While the Employment and Labour Relations Court checks to ensure procedural fairness (that a hearing was conducted), the court cannot force an employer to forgive a theft out of sympathy. The financial ruin of the employee is devastating, but the legal right of the employer to protect their business remains absolute.
3. Land Law: The Tragedy of Invalidation of Titles
For decades, innocent Kenyans have bought land, built homes, and raised families, only to discover years later that the original allotment of that land by the government in the 1990s was illegal or fraudulent.
Under the Land Act, 2012, and reinforced by historic rulings from the Environment and Land Court, an illegal title cannot give rise to a legal title (Ex injuria jus non oritur).
In cases like the dramatic demolitions in Syokimau or Mavoko, families watched their lifetime investments flattened by bulldozers. Many victims were innocent buyers who had paid money and received stamped documents from corrupt land registries.
Yet, when the true public or private owners proved the original fraud, the courts had to rule against the innocent buyers. The law protects the sanctity of genuine property rights over the heartbreak of an innocent purchaser.
| Scenario | The Human Element (The “Hardship”) | The Rigid Legal Reality (Sed Lex) |
| Squatters on Public Land | A community has lived on forest or railway land for 40 years and built a village. | The state can evict them under the Government Land Act because adverse possession (squatter’s rights) does not apply against government land. |
| Tax Penalties | A struggling business fails to remit taxes on time due to an economic downturn. | The Tax Procedures Act automatically levies hefty compounding interest and penalties. The KRA must enforce it unless a specific legal waiver applies. |
| Mandatory Minimums | A young offender is caught with a banned substance or wildlife trophy. | Certain statutes carry mandatory minimum sentences (e.g., under the Wildlife Conservation and Management Act), stripping the judge of the power to give a lighter sentence out of mercy. |
4. The Constitutional Escape Valve: Article 159
Because a completely rigid system eventually snaps under the weight of its own cruelty, the Constitution of Kenya, 2010 attempted to introduce a counterweight to dura lex, sed lex.
Article 159(2)(d) commands that in exercising judicial authority, courts must ensure that “justice shall be administered without undue regard to procedural technicalities.”
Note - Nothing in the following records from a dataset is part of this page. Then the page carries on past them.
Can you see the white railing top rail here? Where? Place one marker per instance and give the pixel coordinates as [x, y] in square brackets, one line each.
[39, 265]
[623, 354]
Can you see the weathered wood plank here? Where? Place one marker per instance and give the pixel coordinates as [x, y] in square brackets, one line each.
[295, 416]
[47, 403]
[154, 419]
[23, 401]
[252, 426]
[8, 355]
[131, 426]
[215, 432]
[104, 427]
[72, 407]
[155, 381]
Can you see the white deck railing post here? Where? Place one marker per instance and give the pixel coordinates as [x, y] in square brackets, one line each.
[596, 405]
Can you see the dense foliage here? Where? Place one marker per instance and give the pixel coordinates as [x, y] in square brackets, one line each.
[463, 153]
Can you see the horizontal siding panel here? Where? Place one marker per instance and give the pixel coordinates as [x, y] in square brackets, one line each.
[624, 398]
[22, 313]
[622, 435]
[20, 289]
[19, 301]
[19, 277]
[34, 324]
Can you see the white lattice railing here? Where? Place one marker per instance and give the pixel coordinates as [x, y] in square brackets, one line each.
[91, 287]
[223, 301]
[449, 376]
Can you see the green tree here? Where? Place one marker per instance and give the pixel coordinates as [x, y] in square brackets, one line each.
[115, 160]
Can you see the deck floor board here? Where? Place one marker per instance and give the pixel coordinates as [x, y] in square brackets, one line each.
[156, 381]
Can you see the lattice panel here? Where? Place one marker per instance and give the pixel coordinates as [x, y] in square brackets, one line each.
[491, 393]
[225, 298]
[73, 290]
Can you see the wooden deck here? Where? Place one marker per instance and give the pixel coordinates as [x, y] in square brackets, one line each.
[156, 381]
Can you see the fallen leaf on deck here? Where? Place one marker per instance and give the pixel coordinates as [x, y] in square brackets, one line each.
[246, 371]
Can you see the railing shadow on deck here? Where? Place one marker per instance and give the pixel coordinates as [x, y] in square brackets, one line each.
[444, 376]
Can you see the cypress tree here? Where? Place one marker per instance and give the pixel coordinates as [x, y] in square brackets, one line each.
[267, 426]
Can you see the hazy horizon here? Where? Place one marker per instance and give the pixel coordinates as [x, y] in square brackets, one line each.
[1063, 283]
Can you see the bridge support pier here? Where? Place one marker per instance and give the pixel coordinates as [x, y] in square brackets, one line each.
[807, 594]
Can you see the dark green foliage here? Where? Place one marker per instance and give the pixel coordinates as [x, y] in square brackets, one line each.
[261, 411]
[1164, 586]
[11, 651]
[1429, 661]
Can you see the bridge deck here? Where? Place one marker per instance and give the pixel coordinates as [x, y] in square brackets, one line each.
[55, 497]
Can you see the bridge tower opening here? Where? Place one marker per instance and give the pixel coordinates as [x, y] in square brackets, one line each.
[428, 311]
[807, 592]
This clause allows judges to forgive minor paperwork errors or procedural missteps if sticking to them would defeat the ends of justice. However, Article 159 is an escape valve, not a license to ignore substantive written laws. If a statute explicitly says a right expires after a certain period, or that an act is illegal, Article 159 cannot save it.
Dura lex, sed lex reminds us that the law prioritizes order and predictability over individual sentiment. While the Kenyan legal system continuously evolves to incorporate human rights and equity, there remain deep, unyielding walls within our statutory laws where compassion must yield to the written word. It is the price a society pays for the rule of law rather than the rule of men.